PostGIS  2.3.8dev-r@@SVN_REVISION@@

◆ estimate_join_selectivity()

static float8 estimate_join_selectivity ( const ND_STATS s1,
const ND_STATS s2 
)
static

Given two statistics histograms, what is the selectivity of a join driven by the && or &&& operator?

Join selectivity is defined as the number of rows returned by the join operator divided by the number of rows that an unconstrained join would return (nrows1*nrows2).

To get the estimate of join rows, we walk through the cells of one histogram, and multiply the cell value by the proportion of the cells in the other histogram the cell overlaps: val += val1 * ( val2 * overlap_ratio )
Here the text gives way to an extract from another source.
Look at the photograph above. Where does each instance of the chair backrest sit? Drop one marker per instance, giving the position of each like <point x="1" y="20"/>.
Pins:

Definition at line 969 of file gserialized_estimate.c.

References DEFAULT_ND_JOINSEL, ND_STATS_T::extent, FALLBACK_ND_JOINSEL, FALLBACK_ND_SEL, gserialized_gist_joinsel_nd(), ND_STATS_T::histogram_cells, ND_BOX_T::max, ND_BOX_T::min, ND_IBOX_T::min, nd_box_init(), nd_box_intersects(), nd_box_overlap(), nd_box_ratio(), nd_box_to_json(), ND_DIMS, nd_increment(), nd_stats_to_json(), nd_stats_value_index(), ND_STATS_T::ndims, ND_STATS_T::not_null_features, PG_FUNCTION_INFO_V1(), ND_STATS_T::sample_features, ND_STATS_T::size, ND_STATS_T::table_features, and ND_STATS_T::value.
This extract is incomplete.